En fazla hedef şaşırtan konumuz kulüplerin yaptığı ya da yapmadığı transferler. “İyi transfer yaparsan başarılı olursun, yapamazsan başarısız olursun” mantığı sürüyor. 

Olmadı teknik direktör gönderiliyor ve gelecek transfer dönemine kadar zaman kazanılıyor. Yani uzun süreli planlama, takım oluşturma, takım oluştururken genç oyuncuları kazanma gibi emek, beceri, öngörü gerektiren çabalar bizim için gereksiz. Bu yüzden de kulüp yönetimleri aşırı borçlanarak pahalı transferlerle taraftarın gözünü boyamaya devam ediyor. Dahası çözüm olarak uygulamaya çalıştığımız şeyler futbolumuzu geliştirmekten öte geriletiyor. Örneğin “Futbolcu yetişmiyor bu ülkede” sonucuna vardık ve önlem olarak yabancı futbolcu sınırlaması getirdik. Ama şimdiye kadar olan sadece yerli oyuncuların fiyatlarının yükselmesi ve gurbetçi oyunculara rağbetin artmasıydı. 

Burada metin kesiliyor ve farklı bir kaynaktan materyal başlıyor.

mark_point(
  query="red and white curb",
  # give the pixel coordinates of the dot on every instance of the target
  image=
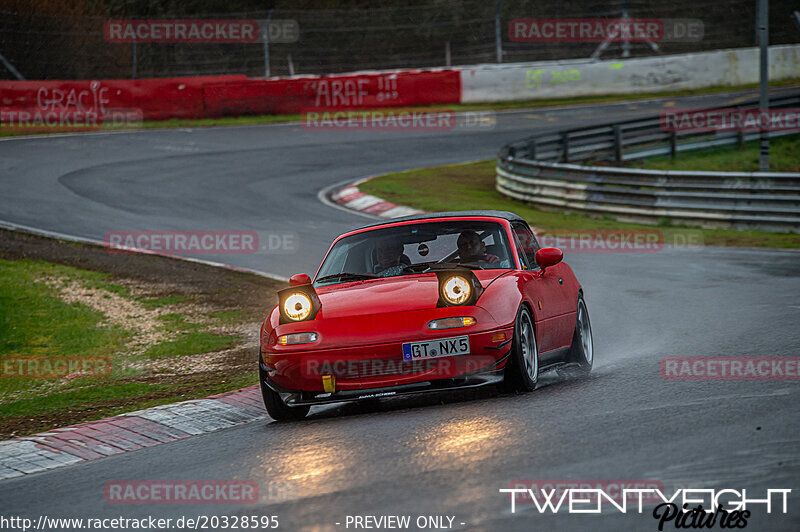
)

Futbolun gidişatında en büyük suçlu ise aslında en masum olan seyirci oldu yine. Çünkü her futbolseveri potansiyel suçlu olarak gördük. Üç-beş kişi yüzünden tüm taraftarı cezalandırdık. Saha kapatmakta rekor kırdık. Yetmedi Passolig’i çıkardık. Maça gitmeyi angaryaya döndürdük. Anlayacağınız taraftarı yıldırmak, tribünlerden uzaklaştırmak için her şeyi yaptık. Sonuçta futbol yerlerde sürünüyor ve tribünler boşaldı. Ama böylece hiç olmazsa seyirci sorununu (!) halletmiş olduk. Hakemlere ise sahada adaleti ve asayişi sağlasınlar diye geniş yetki verdik. Böylece onları maç yönetmenin ötesinde saha komiserine çevirdik. Hakemler de kendilerini kurtarmak için her şeye faul çalmaya başlayınca futbolu faul oyununa döndürdük. Şimdi ara ara da olsa iyi bir futbol izlediğimizde, iyi bir hakem yönetimi gördüğümüzde ya da tribünlere seyirci geldiğinde şaşırıyoruz artık.